I’ve noticed that very, very, very occasionally my game will not load my data and then it’s gone
The biggest and easiest mistake to make with the DataStore is this:
game.Players.PlayerAdded:connect(function(player)
myDataTable[player] = load(player.Id)
end)
game.Players.PlayerRemoving:connect(function(player)
save(myDataTable[player])
end)
What happens when their data fails to load? Kaboom, when they leave the place the PlayerRemoving function will dutifully save their currently nil player data to the data store erasing their current save state. It could happen even if it doesn’t fail to load too, if they “bounce” and end up leaving the game immediately after entering it (This happens way more than you would expect, a good 10% of players end up bouncing IIRC) then it’s possible for the save to happen before the load completes. Though to be fair, this many not be your issue, since it would probably fail more than “very very very occasionally” if it were written that way.
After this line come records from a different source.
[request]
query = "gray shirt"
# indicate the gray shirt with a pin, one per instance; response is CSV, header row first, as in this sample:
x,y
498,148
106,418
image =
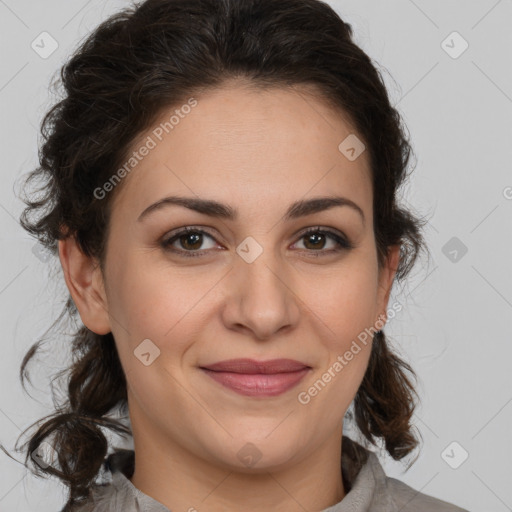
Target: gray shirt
x,y
369,489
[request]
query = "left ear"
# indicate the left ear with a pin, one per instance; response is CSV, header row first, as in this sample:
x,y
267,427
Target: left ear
x,y
386,279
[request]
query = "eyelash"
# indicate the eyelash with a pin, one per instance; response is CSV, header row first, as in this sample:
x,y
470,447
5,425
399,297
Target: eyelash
x,y
343,243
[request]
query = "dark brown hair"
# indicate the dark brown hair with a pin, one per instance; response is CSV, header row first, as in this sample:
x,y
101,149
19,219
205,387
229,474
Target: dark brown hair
x,y
153,56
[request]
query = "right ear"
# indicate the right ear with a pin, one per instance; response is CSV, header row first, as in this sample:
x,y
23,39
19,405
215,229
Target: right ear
x,y
85,283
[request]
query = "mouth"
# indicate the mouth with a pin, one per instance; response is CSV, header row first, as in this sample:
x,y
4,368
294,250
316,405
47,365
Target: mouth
x,y
257,378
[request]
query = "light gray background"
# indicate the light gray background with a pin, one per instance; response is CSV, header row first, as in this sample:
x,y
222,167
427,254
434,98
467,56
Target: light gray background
x,y
455,325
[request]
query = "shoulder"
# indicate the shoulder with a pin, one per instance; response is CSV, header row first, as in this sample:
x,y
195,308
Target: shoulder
x,y
393,495
408,499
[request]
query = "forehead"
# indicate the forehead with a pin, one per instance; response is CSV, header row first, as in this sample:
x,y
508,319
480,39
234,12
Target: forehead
x,y
253,147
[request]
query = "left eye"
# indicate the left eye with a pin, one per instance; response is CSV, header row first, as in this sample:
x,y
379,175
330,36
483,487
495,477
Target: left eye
x,y
191,240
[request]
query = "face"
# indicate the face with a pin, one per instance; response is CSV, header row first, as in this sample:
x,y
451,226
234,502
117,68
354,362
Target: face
x,y
254,284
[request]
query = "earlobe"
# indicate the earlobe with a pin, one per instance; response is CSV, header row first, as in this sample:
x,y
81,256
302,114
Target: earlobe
x,y
386,279
85,283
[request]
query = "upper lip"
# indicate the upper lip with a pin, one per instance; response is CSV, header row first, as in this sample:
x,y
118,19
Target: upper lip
x,y
252,366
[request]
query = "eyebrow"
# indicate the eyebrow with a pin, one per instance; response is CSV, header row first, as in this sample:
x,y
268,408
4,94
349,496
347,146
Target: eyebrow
x,y
224,211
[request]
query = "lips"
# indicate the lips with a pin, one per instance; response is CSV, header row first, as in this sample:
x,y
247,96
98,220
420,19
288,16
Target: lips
x,y
257,378
250,366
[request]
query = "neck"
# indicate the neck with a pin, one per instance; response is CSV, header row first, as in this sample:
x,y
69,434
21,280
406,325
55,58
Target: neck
x,y
182,481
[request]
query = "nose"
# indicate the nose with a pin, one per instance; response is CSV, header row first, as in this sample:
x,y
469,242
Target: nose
x,y
260,297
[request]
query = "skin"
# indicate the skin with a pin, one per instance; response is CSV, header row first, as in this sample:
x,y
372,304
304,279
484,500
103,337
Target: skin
x,y
257,151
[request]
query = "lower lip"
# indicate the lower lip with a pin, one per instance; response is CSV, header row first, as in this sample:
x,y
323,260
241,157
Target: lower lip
x,y
258,384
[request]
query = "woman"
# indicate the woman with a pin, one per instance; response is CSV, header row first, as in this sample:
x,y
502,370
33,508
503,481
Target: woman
x,y
221,181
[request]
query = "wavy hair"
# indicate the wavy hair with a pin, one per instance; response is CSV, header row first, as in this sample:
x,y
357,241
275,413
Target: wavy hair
x,y
152,56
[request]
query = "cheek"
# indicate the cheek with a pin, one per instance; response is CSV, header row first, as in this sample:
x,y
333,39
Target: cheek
x,y
345,302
If you don’t want to worry about stuff like then you can use my PlayerDataStore module and it will do it’s best to make sure that a player’s data can never accidentally be erased. Note that it doesn’t provide any interface for error handling (Intentionally, since the interface it exposes is too simple to provide reasonable behavior in the case of datastore failures other than simply grinding to a halt. Though I could probably rewrite it to do a bit better than it does right now), so if you want your code to gracefully degrade when the DataStoreService is having issues you’ll have to write your own more complicated behavior for that.